The Nigeria Electricity Regulatory Commission (NERC) has directed the Nigeria Bulk Electricity Trading (NBET) company to immediately cease entering into new contracts for the purchase and sale of electricity within the Nigerian Electricity Supply Industry (NESI).
This directive was issued in an Order signed by NERC Chairman Mr Sanusi Garba and Mr Dafe Akpeneye, Commissioner for Legal, Licensing, and Compliance, on Sunday, July 28, 2024, in Abuja.
The Order highlights that since 2022, up to 10 firms have been licensed and shown interest in trading electricity directly with Distribution Companies (DisCos) and eligible customers. Under the new order, NBET must stop engaging in new electricity and ancillary services contracts.
Any contract executed by NBET in violation of this order will not be approved and will be considered an infraction subject to regulatory sanction.
The new directive allows DisCos to purchase electricity directly from generation companies (GenCos) without NBET acting as an intermediary. NBET is instructed to continue managing existing contracts with five specified GenCos based on their “take or pay” capacities or the average available capacity of their plants in 2023. Capacity from these plants will be allocated to DisCos according to their vesting contracts.

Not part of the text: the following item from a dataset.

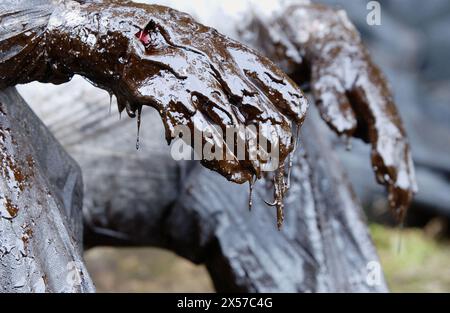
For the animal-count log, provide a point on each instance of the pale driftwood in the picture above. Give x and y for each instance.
(40, 206)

The objectives of this new initiative are to:
- Encourage direct energy contracts between generators or traders and DisCos to reduce the Federal Government’s financial risks.
- Create a more competitive market by changing NBET’s role from being the sole bulk electricity trader.
- Allow hydro and thermal generators with “take-and-pay” contracts to trade directly with DisCos.
- Shift bulk energy trading contracts to “take-or-pay” agreements to increase certainty and discipline among market participants.
Notably, the Electricity Power Sector Reform Act (EPSRA) established NBET to temporarily buy and sell electricity in bulk from power producers to address financial issues in the sector. NBET was licensed as a bulk trader by NERC on August 23, 2011, with a 10-year tenure and potential for renewal as determined by the Commission.